Vascular endothelial cells (ECs) are dynamic and play a key role in maintaining cardiovascular homeostasis. In addition to serving as a physical barrier between the vessel wall and lumen, ECs are metabolically active, and produce mediators that affect vascular tone, cell adhesion, the homeostasis of clotting, and fibrinolysis3. They exert autocrine, paracrine and endocrine actions and regulate platelet aggregation, coagulation, fibrinolysis, and cardiovascular homeostasis2, 3.
Exposure of vascular ECs to pathophysiological conditions, such as hyperglycemia, hypercholesterolemia, hypertension, and stress etc., causes EC dysfunction and activation.

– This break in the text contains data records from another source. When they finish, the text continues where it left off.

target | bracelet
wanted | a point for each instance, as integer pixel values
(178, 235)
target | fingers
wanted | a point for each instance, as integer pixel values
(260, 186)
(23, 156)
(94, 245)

It is commonly agreed that EC dysfunction and activation play key roles in atherosclerosis, coronary artery disease, diabetes, hypertension, and normal physiological ageing. Endothelial dysfunction is considered an early marker for atherosclerosis. It is an important event in the development of microvascular complications in diabetes.
The endothelial cell theme is focusing on 1. using ECs regenerated from progeria patient derived hiPSCs (PG-hiPSCs) as disease EC models for studying endothelial dysfunction and 2. Determining the disease-specific phenotypes and underlying genomic mechanisms of primary ECs derived from human saphenous vein or internal mammary artery from patients with coronary artery disease (CAD). These have major implications for developing a promising platform to use human ECs for screening high-throughput drugs, identifying genes involving atherosclerosis, and assessing potential novel gene or cell therapies for treatment of CAD.
Protein expression of CD31 (A), CD144 (B), and vWF-8 (C) from endothelial cells (ECs) differentiated from human induced pluripotent stem cells (hiPSCs) were evaluated via immunofluorescence; nuclei were counterstained with DAPI. The biological function of hiPSC-ECs was evaluated by tube-like structure formation on Matrigel (D).